By Gunnar | https://crypto-hashpower.com/

Coin with question mark

You can find a lot of answers when researching these questions on the internet. Some are outright wrong, some even emotional.

As a matter of fact, the answer is really simple. You can only make a profit with cloud mining if you are doing solo mining and have a bit of luck.

Why is this the case? First of all, you need to know that in crypto mining there are various ways in which the miner is rewarded or paid for using a mining pool (see also our FAQ).

(1) With solo mining, the miner only receives a reward if he himself actually finds a block of the coin he mines; otherwise there is no reward at all.

(2) In “normal” pool mining, the miner tries to find a block together with the other miners in the pool. However, if a block is found, the respective miner is not entitled to the reward alone, but shares it with the other miners in the pool. There are various methods for distributing the proceeds from the block find. The most important one are “payment per share” (PPS) and “payment per last n shares” (PPLNS). Ultimately, these methods are based on the fact that the miner is rewarded depending on his (average) work input for the block discovery (measured by his hashrate and mining time). The principle of “work must be rewarded” still applies here. With normal pool mining, the miner therefore receives a secure reward for his work as part of the work of the entire pool, whereas solo mining is more risky venture where it is uncertain whether the miner will receive a reward for his mining at all. But when he finds a block, the solo miner gets the entire reward for finding it.

When mining with the PPS and PPLNS payment method, the principle <work must be worthwhile> still applies.

However, the downside of PPS/PPLNS payment is that it is only worthwhile if the payment from the pool for the work input is higher than the costs of the work input provided. As with any other economic activity, the miner must carry out “due diligence” and check whether his “mining company” will make a profit at all. And if so, how high it is. This is done by comparing the costs that the miner has to incur to provide a certain hashrate in a certain period of time with the income that he then receives from the mining pool for this work input. 

 (a) If the miner has one or more crypto mining devices (ASIC), he can calculate his own costs by taking the power consumption of his ASIC miner and multiplying it by the electricity costs incurred. For example, a Bitmain Antminer S19j Pro 104 TH has a power consumption of 3068 W. With electricity costs of 0.08 USD/KWh, this results in costs of 5.9 USD per day. At the current Bitcoin price (18.01.2025: 103600 USD), the S19j Pro with a hashrate of 104 TH/s achieves a daily Bitcoin yield of 6.2 USD. If the costs of the electricity are deducted from this, this results in a profit of USD 0.3 per day. The profit may vary slightly due to the profit share charged by the mining pool itself and a variance in the average hash rate actually achieved by the miner. A list of the costs, yield and profit of various miners can be conveniently accessed here, whereby the electricity costs themselves can be entered.

With electricity costs of USD 0.08/KWh, an Antminer S19j Pro 104 TH currently (18.01.2025) generates a profit of USD 0.3 per day.
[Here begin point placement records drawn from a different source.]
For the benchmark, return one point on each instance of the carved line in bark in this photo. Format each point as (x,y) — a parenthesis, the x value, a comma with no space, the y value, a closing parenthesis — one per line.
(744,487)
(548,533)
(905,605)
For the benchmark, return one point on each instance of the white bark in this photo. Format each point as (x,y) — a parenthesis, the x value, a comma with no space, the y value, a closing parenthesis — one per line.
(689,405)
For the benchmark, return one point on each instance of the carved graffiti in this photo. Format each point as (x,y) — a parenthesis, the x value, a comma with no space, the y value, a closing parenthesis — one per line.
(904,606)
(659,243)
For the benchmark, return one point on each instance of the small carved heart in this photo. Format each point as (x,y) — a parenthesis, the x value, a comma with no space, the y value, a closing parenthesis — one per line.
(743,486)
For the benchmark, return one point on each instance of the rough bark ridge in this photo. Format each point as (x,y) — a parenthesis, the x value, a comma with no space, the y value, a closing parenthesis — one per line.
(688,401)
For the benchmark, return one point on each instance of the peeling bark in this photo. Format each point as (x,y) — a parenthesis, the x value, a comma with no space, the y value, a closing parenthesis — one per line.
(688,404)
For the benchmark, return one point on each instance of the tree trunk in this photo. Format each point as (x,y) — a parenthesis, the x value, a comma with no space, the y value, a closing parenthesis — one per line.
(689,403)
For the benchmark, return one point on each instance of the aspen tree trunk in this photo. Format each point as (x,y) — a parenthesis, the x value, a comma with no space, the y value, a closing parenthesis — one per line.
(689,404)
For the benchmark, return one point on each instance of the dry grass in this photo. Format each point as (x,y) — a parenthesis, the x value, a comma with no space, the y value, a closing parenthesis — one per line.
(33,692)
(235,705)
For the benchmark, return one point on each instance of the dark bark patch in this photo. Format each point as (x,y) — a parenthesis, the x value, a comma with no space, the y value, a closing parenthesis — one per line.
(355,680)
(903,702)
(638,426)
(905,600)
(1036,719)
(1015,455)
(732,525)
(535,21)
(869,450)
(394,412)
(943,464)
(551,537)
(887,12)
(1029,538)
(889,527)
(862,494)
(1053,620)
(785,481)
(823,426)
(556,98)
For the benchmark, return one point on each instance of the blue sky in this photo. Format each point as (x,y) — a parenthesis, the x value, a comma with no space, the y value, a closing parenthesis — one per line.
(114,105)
If the calculation shows that the electricity costs exceed the yield of mined bitcoins, the mining project is not profitable for the day in question, at least if the miner sells the mined bitcoins immediately after transferring them to their crypto wallet. If he does not do this and collects the proceeds in his wallet, he can (only) make a profit if he sells at a later point in time when a higher selling price can be achieved due to a price increase.

Anyone who cannot make a profit from normal pool mining because their own costs are too high must either wait for higher selling prices or leave it alone.

(b) With cloud mining, you know immediately how much money you will have to pay to acquire the hash power for the respective mining period before purchasing a specific hash power. You can then use a mining profit calculator to work out the extent to which mining is worthwhile if you want to carry out normal pool mining. You can find such calculators here and here, for example (enter the cloud mining hashrate for the 24-hour period and the minimum value of 1 W as the power consumption, as the price of electricity is already included in the price of mining. You can also enter 1 USD for the machine price).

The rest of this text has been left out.